By Paulina Duran
SYDNEY (Reuters) - Citigroup (NYSE:C) is refunding more than A$3 million ($2.2 million) to retail customers in Australia who suffered losses from complex investments sold by the bank without adequate advice, the country's corporate watchdog said on Monday.
The Australian Securities and Investments Commission (ASIC) said it had concerns the bank's financial advisers had sold the complex products without complying with regulatory and disclosure obligations required to provide personal financial advice.
Following an investigation by the regulator, Citi will refund 114 customers who invested in complex fixed coupon products and other capital at risk products between 2013 and 2017 and lost money, the regulator said in a statement.

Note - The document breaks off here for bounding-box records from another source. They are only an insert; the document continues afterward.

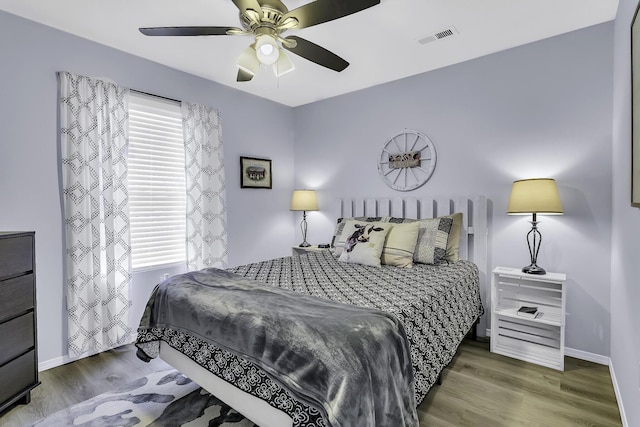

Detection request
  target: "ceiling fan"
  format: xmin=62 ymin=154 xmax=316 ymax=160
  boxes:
xmin=140 ymin=0 xmax=380 ymax=82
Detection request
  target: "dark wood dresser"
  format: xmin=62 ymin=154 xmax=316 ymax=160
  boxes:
xmin=0 ymin=232 xmax=40 ymax=412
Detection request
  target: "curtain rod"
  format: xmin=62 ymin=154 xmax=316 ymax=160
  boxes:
xmin=129 ymin=89 xmax=182 ymax=103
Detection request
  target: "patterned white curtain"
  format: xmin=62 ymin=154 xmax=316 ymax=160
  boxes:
xmin=58 ymin=72 xmax=131 ymax=356
xmin=182 ymin=102 xmax=227 ymax=270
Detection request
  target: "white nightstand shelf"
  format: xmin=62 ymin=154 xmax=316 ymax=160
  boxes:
xmin=491 ymin=267 xmax=566 ymax=371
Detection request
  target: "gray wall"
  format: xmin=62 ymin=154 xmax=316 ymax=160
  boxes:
xmin=0 ymin=12 xmax=296 ymax=362
xmin=611 ymin=0 xmax=640 ymax=426
xmin=294 ymin=23 xmax=613 ymax=356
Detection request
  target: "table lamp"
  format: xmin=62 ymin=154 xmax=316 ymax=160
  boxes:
xmin=507 ymin=178 xmax=563 ymax=274
xmin=290 ymin=190 xmax=318 ymax=248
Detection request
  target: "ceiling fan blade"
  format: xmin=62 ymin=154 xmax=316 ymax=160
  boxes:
xmin=140 ymin=27 xmax=244 ymax=36
xmin=236 ymin=68 xmax=253 ymax=82
xmin=282 ymin=36 xmax=349 ymax=72
xmin=231 ymin=0 xmax=262 ymax=18
xmin=283 ymin=0 xmax=380 ymax=30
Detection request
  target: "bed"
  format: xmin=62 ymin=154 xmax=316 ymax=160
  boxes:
xmin=137 ymin=197 xmax=487 ymax=427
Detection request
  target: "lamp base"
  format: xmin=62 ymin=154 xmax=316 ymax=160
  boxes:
xmin=522 ymin=264 xmax=547 ymax=274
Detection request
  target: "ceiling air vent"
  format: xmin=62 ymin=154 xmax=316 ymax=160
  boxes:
xmin=418 ymin=25 xmax=458 ymax=44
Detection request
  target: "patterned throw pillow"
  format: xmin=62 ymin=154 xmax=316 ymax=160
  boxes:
xmin=445 ymin=212 xmax=462 ymax=262
xmin=338 ymin=219 xmax=391 ymax=267
xmin=331 ymin=216 xmax=389 ymax=256
xmin=413 ymin=216 xmax=453 ymax=265
xmin=381 ymin=221 xmax=420 ymax=268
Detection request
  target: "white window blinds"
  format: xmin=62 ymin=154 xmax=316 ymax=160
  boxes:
xmin=128 ymin=92 xmax=186 ymax=269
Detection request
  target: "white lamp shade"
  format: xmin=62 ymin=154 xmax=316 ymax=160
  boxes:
xmin=273 ymin=49 xmax=296 ymax=77
xmin=290 ymin=190 xmax=318 ymax=211
xmin=507 ymin=178 xmax=563 ymax=215
xmin=256 ymin=34 xmax=280 ymax=65
xmin=236 ymin=46 xmax=260 ymax=76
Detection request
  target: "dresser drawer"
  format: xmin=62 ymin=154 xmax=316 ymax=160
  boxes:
xmin=0 ymin=351 xmax=37 ymax=404
xmin=0 ymin=274 xmax=35 ymax=320
xmin=0 ymin=236 xmax=33 ymax=278
xmin=0 ymin=313 xmax=34 ymax=366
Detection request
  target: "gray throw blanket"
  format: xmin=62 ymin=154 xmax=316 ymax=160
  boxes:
xmin=138 ymin=269 xmax=418 ymax=427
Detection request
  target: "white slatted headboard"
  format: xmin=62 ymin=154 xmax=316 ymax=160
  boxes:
xmin=334 ymin=196 xmax=490 ymax=336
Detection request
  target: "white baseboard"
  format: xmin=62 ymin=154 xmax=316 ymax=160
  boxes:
xmin=38 ymin=335 xmax=136 ymax=372
xmin=487 ymin=328 xmax=611 ymax=366
xmin=564 ymin=347 xmax=611 ymax=365
xmin=609 ymin=360 xmax=629 ymax=427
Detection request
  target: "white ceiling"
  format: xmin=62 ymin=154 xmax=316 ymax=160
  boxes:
xmin=0 ymin=0 xmax=618 ymax=106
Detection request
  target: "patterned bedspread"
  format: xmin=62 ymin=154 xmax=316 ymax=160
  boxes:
xmin=138 ymin=251 xmax=483 ymax=427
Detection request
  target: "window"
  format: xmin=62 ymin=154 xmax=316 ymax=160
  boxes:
xmin=128 ymin=92 xmax=186 ymax=269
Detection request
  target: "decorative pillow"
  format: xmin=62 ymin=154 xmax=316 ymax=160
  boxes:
xmin=331 ymin=216 xmax=388 ymax=256
xmin=381 ymin=221 xmax=420 ymax=268
xmin=339 ymin=219 xmax=391 ymax=267
xmin=413 ymin=216 xmax=453 ymax=265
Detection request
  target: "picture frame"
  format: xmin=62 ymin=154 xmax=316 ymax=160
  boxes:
xmin=631 ymin=5 xmax=640 ymax=207
xmin=240 ymin=157 xmax=272 ymax=190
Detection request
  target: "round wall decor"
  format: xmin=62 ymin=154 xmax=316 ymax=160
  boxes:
xmin=378 ymin=130 xmax=437 ymax=191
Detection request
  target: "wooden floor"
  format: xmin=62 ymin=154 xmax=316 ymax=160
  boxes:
xmin=0 ymin=341 xmax=622 ymax=427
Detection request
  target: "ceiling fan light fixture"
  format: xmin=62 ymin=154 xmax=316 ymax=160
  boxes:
xmin=236 ymin=46 xmax=260 ymax=76
xmin=256 ymin=34 xmax=280 ymax=65
xmin=273 ymin=49 xmax=296 ymax=77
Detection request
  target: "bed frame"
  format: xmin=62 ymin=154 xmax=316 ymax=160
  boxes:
xmin=160 ymin=196 xmax=489 ymax=427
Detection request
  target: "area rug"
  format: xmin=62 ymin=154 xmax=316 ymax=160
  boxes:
xmin=33 ymin=369 xmax=256 ymax=427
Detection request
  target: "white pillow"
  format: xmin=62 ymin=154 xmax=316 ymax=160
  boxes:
xmin=381 ymin=221 xmax=420 ymax=268
xmin=338 ymin=219 xmax=391 ymax=266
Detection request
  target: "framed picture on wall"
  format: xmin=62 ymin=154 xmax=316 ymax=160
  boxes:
xmin=240 ymin=157 xmax=271 ymax=189
xmin=631 ymin=5 xmax=640 ymax=207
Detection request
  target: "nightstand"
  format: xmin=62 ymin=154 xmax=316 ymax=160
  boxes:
xmin=291 ymin=245 xmax=329 ymax=256
xmin=491 ymin=267 xmax=567 ymax=371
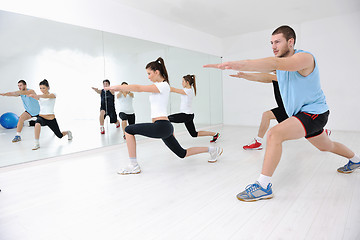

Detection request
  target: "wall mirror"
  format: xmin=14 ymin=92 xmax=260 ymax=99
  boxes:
xmin=0 ymin=11 xmax=223 ymax=167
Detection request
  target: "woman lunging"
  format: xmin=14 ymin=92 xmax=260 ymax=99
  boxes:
xmin=105 ymin=57 xmax=223 ymax=174
xmin=116 ymin=82 xmax=135 ymax=139
xmin=29 ymin=79 xmax=72 ymax=150
xmin=168 ymin=75 xmax=220 ymax=143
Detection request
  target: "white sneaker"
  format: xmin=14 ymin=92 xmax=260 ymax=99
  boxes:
xmin=118 ymin=164 xmax=141 ymax=175
xmin=32 ymin=143 xmax=40 ymax=150
xmin=68 ymin=131 xmax=72 ymax=141
xmin=208 ymin=147 xmax=223 ymax=163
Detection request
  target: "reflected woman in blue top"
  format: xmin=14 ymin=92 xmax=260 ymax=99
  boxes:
xmin=0 ymin=80 xmax=40 ymax=142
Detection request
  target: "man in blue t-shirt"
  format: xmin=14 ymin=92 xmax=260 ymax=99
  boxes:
xmin=0 ymin=80 xmax=40 ymax=142
xmin=204 ymin=26 xmax=360 ymax=201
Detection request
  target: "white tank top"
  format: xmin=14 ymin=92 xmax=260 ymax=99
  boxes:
xmin=180 ymin=88 xmax=195 ymax=114
xmin=149 ymin=82 xmax=170 ymax=118
xmin=39 ymin=93 xmax=56 ymax=115
xmin=118 ymin=94 xmax=134 ymax=114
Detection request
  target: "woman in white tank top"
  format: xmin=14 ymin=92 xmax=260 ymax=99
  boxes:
xmin=116 ymin=82 xmax=135 ymax=139
xmin=105 ymin=58 xmax=223 ymax=174
xmin=168 ymin=74 xmax=220 ymax=143
xmin=29 ymin=79 xmax=72 ymax=150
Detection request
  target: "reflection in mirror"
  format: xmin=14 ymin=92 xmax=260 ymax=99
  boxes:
xmin=0 ymin=11 xmax=222 ymax=166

The bank will also give customers with remaining investments in the products an opportunity to exit "without cost," the regulator said.
Following ASIC's investigation, Citi on Jan. 1, 2018, stopped selling structured products to retail clients without adequate personal financial advice, it said.
"While Citi maintains the view that none of its actions amounted to a breach of its obligations, Citi has acknowledged ASIC's concerns and is making a payment to this (small) group of clients," a Citi spokeswoman said in an emailed statement.
The bank confirmed it no longer offers the products to Australian retail investors without taking into account their personal circumstances and providing them with personal advice.
It has completed about 75 percent of the refunds, the spokeswoman said.
Citi is also defending a lawsuit brought against it by the country's competition regulator over a 2015 capital raising.